At face value, it might seem like this proposal would do little to help with a resident’s already exhausting schedule and demands. There are already many mixed feelings and polarized opinions as to how such a proposal will play out in an actual clinical setting.

Weighing in on the New Proposal

In a recent statement, Michael Carome, MD, director of Public Citizen’s Health Research Group expressed a firm stance on the proposal:

“Study after study shows that sleep-deprived resident physicians are a danger to themselves, their patients, and the public.
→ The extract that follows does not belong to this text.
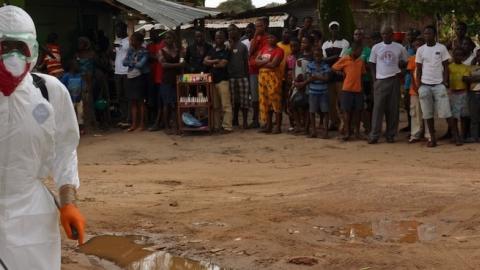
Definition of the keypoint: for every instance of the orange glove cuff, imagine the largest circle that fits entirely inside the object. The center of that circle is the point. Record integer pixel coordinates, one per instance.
(72, 220)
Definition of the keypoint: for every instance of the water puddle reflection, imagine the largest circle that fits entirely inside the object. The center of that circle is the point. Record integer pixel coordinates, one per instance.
(131, 253)
(405, 231)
It’s disheartening to see the ACGME cave to pressure from organized medicine and let their misguided wishes trump public health.”

While it is understandable how increasing the limit of hours one can work might seem to suggest that people will be overworked and held to a more rigid schedule, others believe that the opposite is true.
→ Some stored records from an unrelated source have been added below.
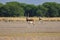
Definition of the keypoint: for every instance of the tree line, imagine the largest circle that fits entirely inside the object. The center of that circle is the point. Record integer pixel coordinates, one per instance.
(16, 9)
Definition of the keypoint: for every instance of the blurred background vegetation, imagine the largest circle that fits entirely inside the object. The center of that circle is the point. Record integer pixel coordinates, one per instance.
(16, 9)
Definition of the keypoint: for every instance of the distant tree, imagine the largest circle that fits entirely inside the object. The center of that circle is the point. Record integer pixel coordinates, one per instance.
(41, 11)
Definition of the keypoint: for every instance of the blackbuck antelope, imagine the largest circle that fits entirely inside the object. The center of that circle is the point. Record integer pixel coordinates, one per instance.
(30, 20)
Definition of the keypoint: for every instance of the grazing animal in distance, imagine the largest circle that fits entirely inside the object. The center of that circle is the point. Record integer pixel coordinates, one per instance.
(30, 20)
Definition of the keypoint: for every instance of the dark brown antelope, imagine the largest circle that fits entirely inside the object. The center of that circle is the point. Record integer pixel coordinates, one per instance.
(30, 20)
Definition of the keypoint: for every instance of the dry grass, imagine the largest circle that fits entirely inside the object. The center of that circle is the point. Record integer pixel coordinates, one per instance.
(24, 18)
According to Stan Kozakowski, MD, director of the AAFP’s medical education division in a MedPage Today interview:

“The 24 hours (not including 4 hours for transition time) allows greater flexibility, so if the work is completed, one could leave at whatever the appropriate time is, and the resident is not locked into a 16-hour shift.”

Notably, Dr. Kozakowski went on to mention previous surveys regarding the institution of a 16-hour limit back in 2011. Findings indicated that for first-year residents, quality of life increased while everyone else in training had to pick up the remaining slack.

Making Time For New Requirements

This new proposal comes as a part of the ACGME’s periodic review and revision of the common program requirements for residency programs. The task force responsible for examining the current section VI of these requirements is putting emphasis on professionalism, empathy, and personal commitment rather than unrealistic conditions and time requirements.

In an open letter to the graduate medical education community, Thomas Nasca, MD, chief executive officer of the ACGME and vice-chair of the task force stated the following:

“It is important to note that the absence of a common 16-hour limit does not imply that programs may no longer configure their clinical schedules in 16-hour increments if that is the preferred option for a given setting or clinical context. No action is required by programs that choose to continue this configuration.”

Additionally, the ACGME has taken into consideration the fact that specialties like anesthesiology, emergency medicine, and internal medicine which already impose more restrictive shift limits should and will likely continue to do so.

The goal is that with fewer hand-offs and transitions taking place in clinical settings, patients will receive a more consistent level of care, with medical personnel having the choice to continue attending to the given situation without being required to clock out at an inconvenient time. The new proposal will be available for a total of 45 days to be reviewed by the public after which the task force will review comments and provide its final proposed requirements.